My stories brought me closer to my communities, and they brought in my community too. Just having young transracially adopted teenagers and 20-something year olds all the way up to older folks, but especially the youth, come up to me and just being like oh my god, I never even knew I was a transracial adoptee. I never even knew that that’s the language to describe my identity. I’ve never read a book like this that’s for me and about me. It’s so validating.
This new anthology that Kalia and I put together, no one wants to talk about miscarriage. Close to 30 percent of women will have miscarriages, so it’s probably something we should be talking about as a culture. Black women, Native women, and women of color disproportionately suffer those losses of miscarriage and infant loss as well. So the process of bringing all those writers together to tell our stories has also been really healing, and a process of community building, to have a space where it’s okay to really get into the nitty gritty of grief and emotional loss, whatever that looks like. We’ve been continuing to have events around the metro for the book. There are plenty of people who want to share in building that community in public, and then there’s a lot of people who just want to grieve privately, and that’s okay too.
Why do you do what you do?
The most honest way I can answer the question is I don’t really actually know why I write or why I need to write. I just do. I can sort of hypothesize. I have some ideas of why. I do think storytelling is this primal human need that doesn’t have to be through writing. Human beings have done it pre-writing. That’s just the form that’s come to me. I do feel like I’m participating in this larger human project of connection, and what it means to be a human being right here, right now.

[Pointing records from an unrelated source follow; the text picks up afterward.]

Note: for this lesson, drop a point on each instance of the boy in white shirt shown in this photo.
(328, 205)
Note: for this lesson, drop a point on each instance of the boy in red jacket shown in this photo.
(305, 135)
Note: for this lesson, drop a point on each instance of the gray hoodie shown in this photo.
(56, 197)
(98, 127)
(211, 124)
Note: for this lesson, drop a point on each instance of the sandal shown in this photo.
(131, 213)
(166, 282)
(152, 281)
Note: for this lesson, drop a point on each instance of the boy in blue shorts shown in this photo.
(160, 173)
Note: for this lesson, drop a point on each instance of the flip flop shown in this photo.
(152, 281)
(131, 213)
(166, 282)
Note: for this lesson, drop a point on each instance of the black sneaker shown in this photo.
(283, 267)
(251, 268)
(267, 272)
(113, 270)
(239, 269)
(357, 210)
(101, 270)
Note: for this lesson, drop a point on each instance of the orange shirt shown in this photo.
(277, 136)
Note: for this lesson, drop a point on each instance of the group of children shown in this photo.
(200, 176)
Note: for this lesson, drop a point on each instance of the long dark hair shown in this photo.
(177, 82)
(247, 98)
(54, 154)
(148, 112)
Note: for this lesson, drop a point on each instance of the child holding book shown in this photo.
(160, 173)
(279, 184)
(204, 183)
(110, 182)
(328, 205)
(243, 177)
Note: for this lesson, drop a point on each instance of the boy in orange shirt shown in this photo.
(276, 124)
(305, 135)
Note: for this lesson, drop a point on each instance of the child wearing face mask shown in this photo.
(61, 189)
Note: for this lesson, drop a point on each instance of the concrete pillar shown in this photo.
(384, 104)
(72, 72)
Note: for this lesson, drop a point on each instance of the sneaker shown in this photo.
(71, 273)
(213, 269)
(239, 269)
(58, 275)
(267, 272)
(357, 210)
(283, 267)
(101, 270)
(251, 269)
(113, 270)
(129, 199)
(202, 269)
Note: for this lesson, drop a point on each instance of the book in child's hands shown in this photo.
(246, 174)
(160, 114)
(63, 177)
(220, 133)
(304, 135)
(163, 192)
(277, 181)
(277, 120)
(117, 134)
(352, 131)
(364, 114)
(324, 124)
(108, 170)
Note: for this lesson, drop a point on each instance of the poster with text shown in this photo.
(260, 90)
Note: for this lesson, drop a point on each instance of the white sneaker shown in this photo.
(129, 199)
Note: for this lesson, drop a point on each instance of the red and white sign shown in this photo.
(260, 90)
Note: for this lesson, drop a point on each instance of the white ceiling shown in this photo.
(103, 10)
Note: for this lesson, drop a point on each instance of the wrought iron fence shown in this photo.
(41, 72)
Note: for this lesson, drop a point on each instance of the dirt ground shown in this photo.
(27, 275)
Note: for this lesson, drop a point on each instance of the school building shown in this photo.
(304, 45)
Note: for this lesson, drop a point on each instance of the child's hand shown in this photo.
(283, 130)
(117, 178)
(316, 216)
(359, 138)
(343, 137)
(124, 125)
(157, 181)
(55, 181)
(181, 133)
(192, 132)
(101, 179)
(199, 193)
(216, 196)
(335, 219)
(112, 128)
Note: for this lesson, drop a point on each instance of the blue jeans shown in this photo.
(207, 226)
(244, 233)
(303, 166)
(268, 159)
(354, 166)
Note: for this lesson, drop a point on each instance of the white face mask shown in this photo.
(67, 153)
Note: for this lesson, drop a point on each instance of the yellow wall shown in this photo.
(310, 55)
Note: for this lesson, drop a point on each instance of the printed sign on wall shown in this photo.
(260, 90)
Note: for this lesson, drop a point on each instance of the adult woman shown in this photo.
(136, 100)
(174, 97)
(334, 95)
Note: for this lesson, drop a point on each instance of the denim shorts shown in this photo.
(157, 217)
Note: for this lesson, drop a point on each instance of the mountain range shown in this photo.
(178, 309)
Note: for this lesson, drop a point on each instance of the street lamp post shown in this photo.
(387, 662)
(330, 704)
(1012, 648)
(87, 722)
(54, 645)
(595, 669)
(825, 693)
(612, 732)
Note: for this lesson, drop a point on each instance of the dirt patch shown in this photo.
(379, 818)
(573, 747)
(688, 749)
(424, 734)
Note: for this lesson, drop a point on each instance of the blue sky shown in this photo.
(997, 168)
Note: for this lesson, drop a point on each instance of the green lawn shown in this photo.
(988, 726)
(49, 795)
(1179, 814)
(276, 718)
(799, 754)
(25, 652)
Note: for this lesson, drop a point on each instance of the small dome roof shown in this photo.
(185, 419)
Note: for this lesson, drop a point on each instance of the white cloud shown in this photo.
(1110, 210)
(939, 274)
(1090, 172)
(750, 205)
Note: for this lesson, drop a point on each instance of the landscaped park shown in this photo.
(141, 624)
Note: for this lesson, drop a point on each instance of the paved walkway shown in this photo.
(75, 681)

A lot of times I don’t know what I think about something until I start writing about it. It just helps me sift through my experiences. It helps me think better and more deeply about things. There’s more research coming out about at least quote-on-quote good fiction, fiction that’s layered, fiction that doesn’t necessarily have stock characters, it can build empathy and compassion. It can open up whole new worlds. It’s totally shaped my entire life since I’ve been able to read. It’s enriched my life and set me on a certain path that’s very grounding for me and, at the same time, very expansive.